# Sample queries

In this section, we provide several sample SQL queries to answer typical reporting needs like:

* [Users who have gained XP in the last 7 days](#users-who-have-gained-xp-in-the-last-7-days)
* [All current members of the group](#all-current-members-of-the-group)
* [Time spent in Learn per technology](#time-spent-per-technology)
* [Time spent in Learn per team](#time-spent-per-team)
* [Time spent in Learn per user](#time-spent-in-learn-per-user)
* [XP earned by user](#xp-earned-by-user)
* [Completed courses by user](#completed-courses-by-user)
* [Completed assessments by user](#completed-assessments-by-user)

Additionally, in the following section, we provide [SQL queries that replicate key reports in the Groups tab](/integrating-our-data-into-your-tools-via-data-connector-2.0/queries-to-recreate-key-reports-in-the-groups-tab.md).

{% hint style="info" %}
Courses on DataCamp can now have multiple variants: **classic** and **AI-native**. A user can complete both variants of the same course. The sample queries below return results across all variants by default. To filter by variant, add `course_variant_id` to your `WHERE` clause (e.g., `WHERE course_variant_id = 1` for classic only).
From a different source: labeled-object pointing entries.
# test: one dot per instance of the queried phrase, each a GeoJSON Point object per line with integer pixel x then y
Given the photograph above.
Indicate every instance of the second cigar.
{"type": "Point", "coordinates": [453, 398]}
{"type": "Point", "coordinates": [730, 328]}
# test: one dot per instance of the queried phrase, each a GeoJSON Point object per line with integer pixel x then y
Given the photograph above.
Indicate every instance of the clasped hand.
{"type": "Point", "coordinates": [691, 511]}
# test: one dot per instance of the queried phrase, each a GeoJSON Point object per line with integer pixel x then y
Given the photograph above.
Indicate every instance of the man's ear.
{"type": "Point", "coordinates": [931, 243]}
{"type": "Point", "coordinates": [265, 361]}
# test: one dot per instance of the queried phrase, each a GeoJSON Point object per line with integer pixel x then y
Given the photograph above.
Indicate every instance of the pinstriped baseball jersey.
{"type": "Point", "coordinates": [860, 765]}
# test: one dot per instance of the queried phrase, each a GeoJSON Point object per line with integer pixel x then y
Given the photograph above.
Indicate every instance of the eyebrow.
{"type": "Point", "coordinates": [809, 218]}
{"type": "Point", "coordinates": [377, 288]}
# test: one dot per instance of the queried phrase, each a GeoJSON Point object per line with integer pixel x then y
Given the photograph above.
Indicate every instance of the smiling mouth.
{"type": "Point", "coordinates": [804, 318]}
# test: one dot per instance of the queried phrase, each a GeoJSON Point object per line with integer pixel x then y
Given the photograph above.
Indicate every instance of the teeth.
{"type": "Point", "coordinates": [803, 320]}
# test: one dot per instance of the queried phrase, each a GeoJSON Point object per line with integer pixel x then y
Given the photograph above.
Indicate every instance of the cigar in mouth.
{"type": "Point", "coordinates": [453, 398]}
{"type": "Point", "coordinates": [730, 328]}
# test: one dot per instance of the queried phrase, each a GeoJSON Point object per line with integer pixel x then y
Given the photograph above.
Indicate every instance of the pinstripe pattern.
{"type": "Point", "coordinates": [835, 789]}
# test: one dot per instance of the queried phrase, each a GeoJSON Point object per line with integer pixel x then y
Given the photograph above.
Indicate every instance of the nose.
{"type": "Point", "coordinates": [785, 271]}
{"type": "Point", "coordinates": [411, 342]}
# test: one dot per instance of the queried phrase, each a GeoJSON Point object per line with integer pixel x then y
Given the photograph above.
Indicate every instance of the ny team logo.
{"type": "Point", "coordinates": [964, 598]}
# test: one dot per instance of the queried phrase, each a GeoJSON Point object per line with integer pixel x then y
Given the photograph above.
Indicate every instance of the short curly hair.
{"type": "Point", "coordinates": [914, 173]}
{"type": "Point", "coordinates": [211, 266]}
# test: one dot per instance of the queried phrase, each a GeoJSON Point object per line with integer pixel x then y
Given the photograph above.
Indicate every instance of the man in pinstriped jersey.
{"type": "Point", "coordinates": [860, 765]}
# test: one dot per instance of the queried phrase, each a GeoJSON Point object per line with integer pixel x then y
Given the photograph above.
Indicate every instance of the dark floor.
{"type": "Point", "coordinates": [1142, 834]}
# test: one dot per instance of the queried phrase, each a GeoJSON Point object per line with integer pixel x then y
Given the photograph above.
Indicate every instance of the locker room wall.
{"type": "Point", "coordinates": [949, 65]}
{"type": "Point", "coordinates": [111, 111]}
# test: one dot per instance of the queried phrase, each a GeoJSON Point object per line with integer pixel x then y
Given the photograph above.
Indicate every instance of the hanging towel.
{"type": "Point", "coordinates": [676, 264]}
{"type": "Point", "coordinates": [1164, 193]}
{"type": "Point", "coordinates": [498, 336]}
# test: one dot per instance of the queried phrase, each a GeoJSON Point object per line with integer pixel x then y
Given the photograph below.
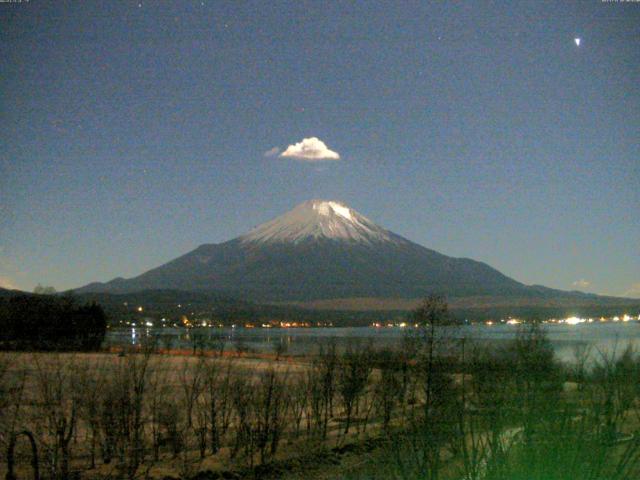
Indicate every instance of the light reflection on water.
{"type": "Point", "coordinates": [603, 338]}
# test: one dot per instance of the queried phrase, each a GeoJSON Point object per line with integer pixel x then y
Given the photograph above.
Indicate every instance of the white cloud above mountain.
{"type": "Point", "coordinates": [310, 149]}
{"type": "Point", "coordinates": [582, 283]}
{"type": "Point", "coordinates": [272, 152]}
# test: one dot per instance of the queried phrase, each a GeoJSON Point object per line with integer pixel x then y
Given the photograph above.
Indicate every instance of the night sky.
{"type": "Point", "coordinates": [132, 132]}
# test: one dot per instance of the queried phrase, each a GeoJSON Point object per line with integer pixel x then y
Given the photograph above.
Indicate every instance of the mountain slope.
{"type": "Point", "coordinates": [324, 250]}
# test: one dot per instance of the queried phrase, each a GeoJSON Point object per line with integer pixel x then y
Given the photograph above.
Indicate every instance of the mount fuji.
{"type": "Point", "coordinates": [321, 251]}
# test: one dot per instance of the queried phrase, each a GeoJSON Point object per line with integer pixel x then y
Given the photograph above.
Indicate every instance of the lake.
{"type": "Point", "coordinates": [608, 338]}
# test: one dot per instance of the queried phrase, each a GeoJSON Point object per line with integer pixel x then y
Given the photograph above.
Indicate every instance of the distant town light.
{"type": "Point", "coordinates": [573, 320]}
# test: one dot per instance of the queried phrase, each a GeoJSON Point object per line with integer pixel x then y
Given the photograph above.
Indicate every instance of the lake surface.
{"type": "Point", "coordinates": [608, 338]}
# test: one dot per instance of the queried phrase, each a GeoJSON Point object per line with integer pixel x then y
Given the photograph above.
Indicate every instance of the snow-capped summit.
{"type": "Point", "coordinates": [316, 219]}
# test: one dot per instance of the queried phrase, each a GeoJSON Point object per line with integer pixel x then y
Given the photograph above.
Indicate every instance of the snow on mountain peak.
{"type": "Point", "coordinates": [325, 208]}
{"type": "Point", "coordinates": [319, 219]}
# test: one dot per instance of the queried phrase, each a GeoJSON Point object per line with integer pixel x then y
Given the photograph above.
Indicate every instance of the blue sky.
{"type": "Point", "coordinates": [133, 132]}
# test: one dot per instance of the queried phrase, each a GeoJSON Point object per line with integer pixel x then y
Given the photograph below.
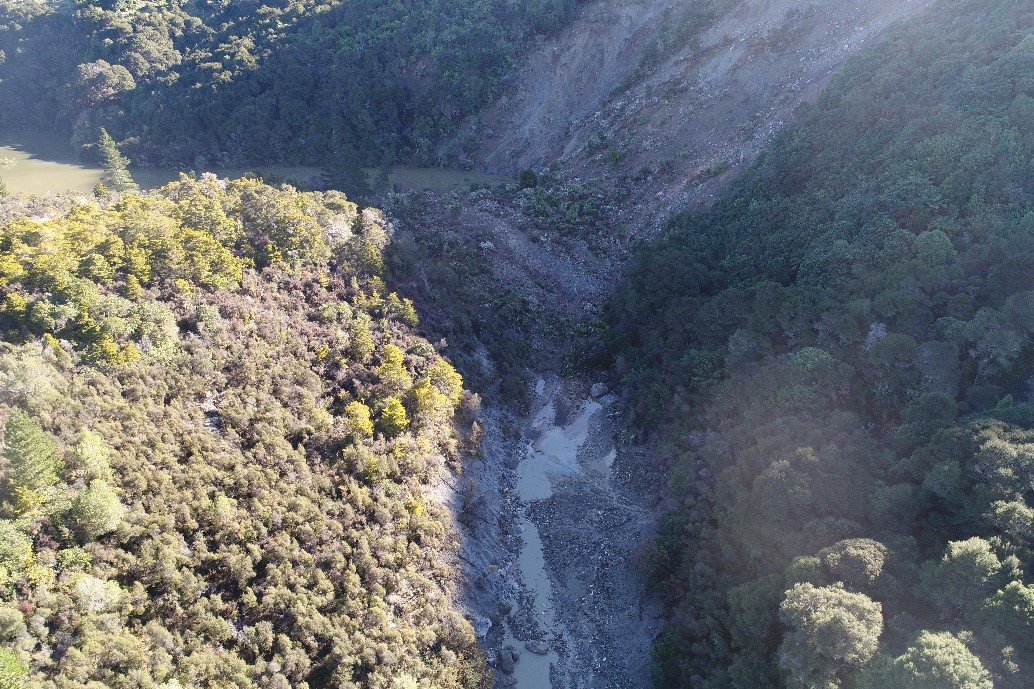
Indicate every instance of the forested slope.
{"type": "Point", "coordinates": [318, 82]}
{"type": "Point", "coordinates": [219, 427]}
{"type": "Point", "coordinates": [839, 359]}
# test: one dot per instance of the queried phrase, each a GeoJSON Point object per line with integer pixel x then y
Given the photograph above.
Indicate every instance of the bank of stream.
{"type": "Point", "coordinates": [574, 513]}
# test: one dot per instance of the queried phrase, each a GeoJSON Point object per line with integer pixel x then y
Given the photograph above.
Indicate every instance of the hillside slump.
{"type": "Point", "coordinates": [673, 93]}
{"type": "Point", "coordinates": [837, 358]}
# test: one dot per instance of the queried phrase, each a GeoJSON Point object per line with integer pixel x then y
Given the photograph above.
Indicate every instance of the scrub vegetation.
{"type": "Point", "coordinates": [838, 357]}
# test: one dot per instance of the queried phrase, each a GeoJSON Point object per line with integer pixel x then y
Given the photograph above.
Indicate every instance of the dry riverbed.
{"type": "Point", "coordinates": [554, 514]}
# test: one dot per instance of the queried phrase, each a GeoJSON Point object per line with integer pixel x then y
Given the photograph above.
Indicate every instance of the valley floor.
{"type": "Point", "coordinates": [556, 512]}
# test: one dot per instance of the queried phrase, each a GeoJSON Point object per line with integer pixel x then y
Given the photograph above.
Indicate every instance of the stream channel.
{"type": "Point", "coordinates": [580, 518]}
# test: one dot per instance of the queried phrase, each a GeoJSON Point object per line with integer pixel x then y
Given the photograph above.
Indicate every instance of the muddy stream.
{"type": "Point", "coordinates": [578, 619]}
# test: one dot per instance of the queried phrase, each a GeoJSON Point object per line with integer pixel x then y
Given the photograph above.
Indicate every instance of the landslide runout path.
{"type": "Point", "coordinates": [581, 522]}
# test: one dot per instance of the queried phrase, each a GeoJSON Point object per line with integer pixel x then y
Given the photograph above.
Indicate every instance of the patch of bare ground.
{"type": "Point", "coordinates": [602, 99]}
{"type": "Point", "coordinates": [647, 132]}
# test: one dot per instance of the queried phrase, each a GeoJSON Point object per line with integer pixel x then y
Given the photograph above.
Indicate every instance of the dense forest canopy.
{"type": "Point", "coordinates": [218, 428]}
{"type": "Point", "coordinates": [839, 357]}
{"type": "Point", "coordinates": [332, 83]}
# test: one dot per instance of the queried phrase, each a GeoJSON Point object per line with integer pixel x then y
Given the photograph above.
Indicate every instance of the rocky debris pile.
{"type": "Point", "coordinates": [538, 647]}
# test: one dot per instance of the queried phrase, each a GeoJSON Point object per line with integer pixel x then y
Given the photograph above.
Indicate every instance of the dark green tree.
{"type": "Point", "coordinates": [116, 166]}
{"type": "Point", "coordinates": [31, 452]}
{"type": "Point", "coordinates": [934, 661]}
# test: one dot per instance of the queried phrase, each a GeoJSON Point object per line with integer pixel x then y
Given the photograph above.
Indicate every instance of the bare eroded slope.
{"type": "Point", "coordinates": [600, 98]}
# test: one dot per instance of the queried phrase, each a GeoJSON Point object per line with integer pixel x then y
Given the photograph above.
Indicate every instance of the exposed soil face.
{"type": "Point", "coordinates": [555, 507]}
{"type": "Point", "coordinates": [554, 516]}
{"type": "Point", "coordinates": [598, 101]}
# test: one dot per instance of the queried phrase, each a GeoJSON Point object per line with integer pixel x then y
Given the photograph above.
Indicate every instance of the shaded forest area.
{"type": "Point", "coordinates": [838, 360]}
{"type": "Point", "coordinates": [332, 83]}
{"type": "Point", "coordinates": [219, 429]}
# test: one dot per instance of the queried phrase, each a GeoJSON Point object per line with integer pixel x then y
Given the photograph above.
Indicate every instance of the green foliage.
{"type": "Point", "coordinates": [837, 360]}
{"type": "Point", "coordinates": [936, 660]}
{"type": "Point", "coordinates": [393, 418]}
{"type": "Point", "coordinates": [334, 84]}
{"type": "Point", "coordinates": [830, 631]}
{"type": "Point", "coordinates": [358, 423]}
{"type": "Point", "coordinates": [16, 548]}
{"type": "Point", "coordinates": [115, 165]}
{"type": "Point", "coordinates": [93, 456]}
{"type": "Point", "coordinates": [31, 453]}
{"type": "Point", "coordinates": [97, 510]}
{"type": "Point", "coordinates": [12, 670]}
{"type": "Point", "coordinates": [227, 514]}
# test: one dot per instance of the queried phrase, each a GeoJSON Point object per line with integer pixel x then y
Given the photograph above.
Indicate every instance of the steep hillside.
{"type": "Point", "coordinates": [838, 357]}
{"type": "Point", "coordinates": [220, 430]}
{"type": "Point", "coordinates": [673, 93]}
{"type": "Point", "coordinates": [325, 83]}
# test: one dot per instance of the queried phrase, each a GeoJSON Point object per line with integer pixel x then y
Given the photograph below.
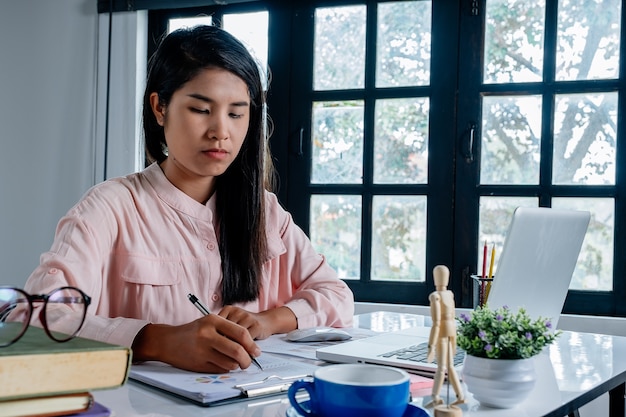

See Domain Gotchas for more details.
{% endhint %}

### Users who have gained XP in the last 7 days

To track which users actively engage with the platform, you can use [XP](/understanding-reports-with-clarity-definitions.md) as a proxy for activity and look at users who have recently earned XP.

The following query returns a list of all users that earned XP in the last 7 days.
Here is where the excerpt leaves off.